Customers at Apple's forthcoming Madison Avenue store on Manhattan's Upper East Side will be privy to a special Apple Store experience, as the company will reinstate its dormant personal shopping service and observe shorter-than-normal hours in order to fit in with the tony neighborhood.
"The Upper East Side store is designed to serve an important role in the neighborhood and respect the surrounding community," Apple told the Wall Street Journal. "In this case, that means a smaller footprint, earlier closing time, and private shopping options for customers."
The company's previous personal shopping effort allowed customers to pre-book appointments for one-on-one service from Apple Store staff. Apple shuttered the program in 2010, after it became untenable as store popularity exploded.
Apple's statement was in response to concern over the store's contruction on the part of Upper East Side residents, who fear that the new outlet would bring a down-market feel to the otherwise posh area when consumers line up and camp out for new product launches. Area businesses and residents have banded together to oppose the store.

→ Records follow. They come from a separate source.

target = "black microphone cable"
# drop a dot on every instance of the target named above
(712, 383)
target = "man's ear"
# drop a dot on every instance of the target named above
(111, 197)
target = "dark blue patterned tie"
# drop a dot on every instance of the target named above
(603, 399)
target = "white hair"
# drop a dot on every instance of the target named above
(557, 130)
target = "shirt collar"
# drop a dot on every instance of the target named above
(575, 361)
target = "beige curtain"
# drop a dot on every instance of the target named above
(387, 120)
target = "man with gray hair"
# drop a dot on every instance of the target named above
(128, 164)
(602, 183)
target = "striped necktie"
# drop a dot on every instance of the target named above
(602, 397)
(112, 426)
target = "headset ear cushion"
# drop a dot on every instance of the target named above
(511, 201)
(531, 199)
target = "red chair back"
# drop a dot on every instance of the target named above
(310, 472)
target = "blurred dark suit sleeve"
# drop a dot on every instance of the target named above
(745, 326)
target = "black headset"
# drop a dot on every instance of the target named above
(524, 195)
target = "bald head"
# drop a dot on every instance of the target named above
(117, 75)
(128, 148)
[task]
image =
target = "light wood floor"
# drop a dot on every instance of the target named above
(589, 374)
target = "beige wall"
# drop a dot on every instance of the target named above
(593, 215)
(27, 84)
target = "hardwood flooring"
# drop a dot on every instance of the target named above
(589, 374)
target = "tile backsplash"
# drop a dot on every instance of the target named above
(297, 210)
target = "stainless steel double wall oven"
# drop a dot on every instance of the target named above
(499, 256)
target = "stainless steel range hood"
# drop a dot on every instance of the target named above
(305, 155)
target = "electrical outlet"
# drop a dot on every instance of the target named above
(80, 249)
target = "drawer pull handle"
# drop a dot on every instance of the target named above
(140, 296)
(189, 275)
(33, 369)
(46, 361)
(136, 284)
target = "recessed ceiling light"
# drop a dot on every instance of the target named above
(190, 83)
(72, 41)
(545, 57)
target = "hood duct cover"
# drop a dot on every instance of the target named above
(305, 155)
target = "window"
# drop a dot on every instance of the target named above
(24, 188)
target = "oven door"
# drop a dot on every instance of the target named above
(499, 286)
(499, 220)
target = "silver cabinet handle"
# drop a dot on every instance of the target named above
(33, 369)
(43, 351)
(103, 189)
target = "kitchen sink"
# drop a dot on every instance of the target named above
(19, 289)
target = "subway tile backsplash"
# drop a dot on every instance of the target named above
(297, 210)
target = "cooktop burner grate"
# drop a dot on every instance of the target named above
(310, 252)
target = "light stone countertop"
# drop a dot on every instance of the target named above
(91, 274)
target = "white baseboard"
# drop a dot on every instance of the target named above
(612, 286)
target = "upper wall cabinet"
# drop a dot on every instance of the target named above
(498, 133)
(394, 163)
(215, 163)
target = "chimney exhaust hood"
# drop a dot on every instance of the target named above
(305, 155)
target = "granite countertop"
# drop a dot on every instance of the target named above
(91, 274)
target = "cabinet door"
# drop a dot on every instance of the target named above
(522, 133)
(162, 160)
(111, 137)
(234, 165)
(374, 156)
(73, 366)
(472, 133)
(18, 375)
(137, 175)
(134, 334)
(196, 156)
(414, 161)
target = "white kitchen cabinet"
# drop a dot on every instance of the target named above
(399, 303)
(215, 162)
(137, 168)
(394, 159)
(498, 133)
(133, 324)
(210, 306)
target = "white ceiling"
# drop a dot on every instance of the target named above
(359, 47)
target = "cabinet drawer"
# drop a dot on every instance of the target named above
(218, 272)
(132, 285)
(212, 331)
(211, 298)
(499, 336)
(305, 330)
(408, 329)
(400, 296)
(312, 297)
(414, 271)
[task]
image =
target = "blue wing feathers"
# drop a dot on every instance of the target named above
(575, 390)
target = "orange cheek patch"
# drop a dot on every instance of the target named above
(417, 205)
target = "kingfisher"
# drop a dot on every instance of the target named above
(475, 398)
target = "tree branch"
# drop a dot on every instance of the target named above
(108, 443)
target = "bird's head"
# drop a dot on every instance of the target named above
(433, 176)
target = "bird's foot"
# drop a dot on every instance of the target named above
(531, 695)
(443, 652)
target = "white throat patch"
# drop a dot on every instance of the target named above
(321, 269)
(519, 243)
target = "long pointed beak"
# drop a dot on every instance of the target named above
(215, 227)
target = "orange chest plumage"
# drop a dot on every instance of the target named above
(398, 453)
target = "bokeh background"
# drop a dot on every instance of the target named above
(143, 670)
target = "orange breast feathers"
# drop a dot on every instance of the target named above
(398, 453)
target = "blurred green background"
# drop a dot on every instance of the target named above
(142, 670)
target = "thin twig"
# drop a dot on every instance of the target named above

Madison Avenue "has been a fine retail corridor that doesn't generate the crowds that Apple does," according to Herbert Feinberg, the opposition leader, who owns a five-story townhouse in the neighborhood. "The Whitney [an art museum which relocated from Madison Avenue last year] didn't do that at all except for Friday events, but it was a dignified line. No shouting, no screaming, no tents, no sleeping bags, no barbecues."
Said another long-time Upper East Side resident, the Madison Avenue location is "so shockingly the wrong place."
Apple has brought in an architectural A-team for its new store, which will be located in the 93-year-old former United States Mortgage and Trust Company building at the corner of East 74th Street and Madison Avenue. Longtime partners Bohlin Cywinsky Jackson -- whose name has been on numerous flagship Apple Stores as the architect of record -- are handling the design, while Eckersley O'Callaghan will provide critical expertise in structural glass engineering.